TYPES OF BUSINESS

A business cannot run on its own motion. It requires detailed analysis of market, availability of labour, financial resources, a product/service and most important its demand and supply. This one face of the coin requires detailed study of the market before starting. Another face of the coin is the legal structure of the business entity which involves study on the type of business to be formed and way out to run safely and accurately in the market with minimum risk and maximum output. This aspect involves whole lot of laws, rules & regulations that have to be taken care of before setting up business in India. We follow well defined service plan supported by which in turn helps the business entrepreneurs, corporate houses, to understand different entry options available to them. Our bunch of services not only include business set up services but also post incorporation services such as maintenance of books of accounts, necessary post incorporation compliances as applicable to the business module adopted by the entrepreneur under Company Law, Foreign Exchange Management Act (FEMA) RBI Rules & Regulations, GST and under Indian Income Tax Act, 1961 etc. We intend to provide all corporate and legal services under one roof i.e, PCS. Any Business that aspires to start operations in India has several options for setup. Anyone can launch its business operations in several ways.

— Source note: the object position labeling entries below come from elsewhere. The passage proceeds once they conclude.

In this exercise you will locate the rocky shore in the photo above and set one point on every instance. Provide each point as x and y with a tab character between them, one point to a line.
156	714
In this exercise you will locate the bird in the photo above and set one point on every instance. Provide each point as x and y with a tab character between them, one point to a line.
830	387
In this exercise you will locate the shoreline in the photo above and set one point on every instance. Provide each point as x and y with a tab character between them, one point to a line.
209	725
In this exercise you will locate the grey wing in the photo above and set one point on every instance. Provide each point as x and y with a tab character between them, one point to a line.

Within the above framework of constitution of an entity, a foreign investor or foreign Company intends to do business in India, can have following business setup.

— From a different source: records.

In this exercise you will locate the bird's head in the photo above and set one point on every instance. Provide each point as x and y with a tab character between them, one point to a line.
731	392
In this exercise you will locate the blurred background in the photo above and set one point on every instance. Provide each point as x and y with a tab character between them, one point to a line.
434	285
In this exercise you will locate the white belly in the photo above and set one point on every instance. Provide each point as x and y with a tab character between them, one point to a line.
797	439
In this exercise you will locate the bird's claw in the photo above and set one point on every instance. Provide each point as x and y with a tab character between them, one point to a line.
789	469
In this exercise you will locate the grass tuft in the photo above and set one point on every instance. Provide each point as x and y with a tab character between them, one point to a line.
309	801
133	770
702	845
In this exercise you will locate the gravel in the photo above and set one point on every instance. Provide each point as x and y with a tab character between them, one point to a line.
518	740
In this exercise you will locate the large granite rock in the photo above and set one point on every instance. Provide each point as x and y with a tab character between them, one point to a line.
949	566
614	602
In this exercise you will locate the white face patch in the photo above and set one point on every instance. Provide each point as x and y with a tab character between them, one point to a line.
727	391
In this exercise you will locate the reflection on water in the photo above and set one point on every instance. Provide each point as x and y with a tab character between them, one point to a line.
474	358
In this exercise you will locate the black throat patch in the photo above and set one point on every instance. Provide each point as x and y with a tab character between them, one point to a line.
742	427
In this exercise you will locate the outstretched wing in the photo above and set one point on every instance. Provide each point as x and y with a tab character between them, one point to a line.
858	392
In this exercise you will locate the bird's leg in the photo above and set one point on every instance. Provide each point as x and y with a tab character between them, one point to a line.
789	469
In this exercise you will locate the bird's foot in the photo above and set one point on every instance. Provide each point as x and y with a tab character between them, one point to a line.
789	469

  • Subsidiary Company including wholly owned Subsidiary Company in the form of private limited or public limited company.
  • Branch Office
  • Liaison Office
  • Project Office
  • Joint Venture Company
 

Private Limited Company

A Private Limited Company is a Company that restricts the right to transfer its shares i.e. the shares of Private Limited Company are not freely transferable under the Companies Act, 2013.  It can have a maximum of 200 (Two Hundred) shareholders and it cannot invite public for subscription of its shares or debentures. The liability of each shareholder is limited to the extent of the unpaid amount of the shares face value and the premium thereon in respect of the shares held by him. However, the liability of a Director / Manager/Officer of such a Company remains unlimited under certain circumstances. The minimum number of shareholders is 2 (Two). Setting up of business via this route is generally adopted by business concerns. Time to get registration and work permit approved is 1 month including opening of bank account and getting maximum number of licences as applicable to specific business sector. This time limit is exclusive of time spent for getting documentation, legalization of documents and signing and delivery part.

Public Limited Company

A Public Limited Company is a Company other than private limited company. In this case, there is no restriction on the maximum number of shareholders, transfer of shares and acceptance of public deposits. The liability of each shareholder is limited to the extent of the unpaid amount of the shares face value and the premium thereon in respect of the shares held by him. However, the liability of a Director / Manager / Officer of such a Company remains unlimited under certain circumstances. The minimum number of directors is 3 and that shareholders is 7 (Seven). Shares of these companies must be in DEMAT / electronic form and are accordingly freely transferable.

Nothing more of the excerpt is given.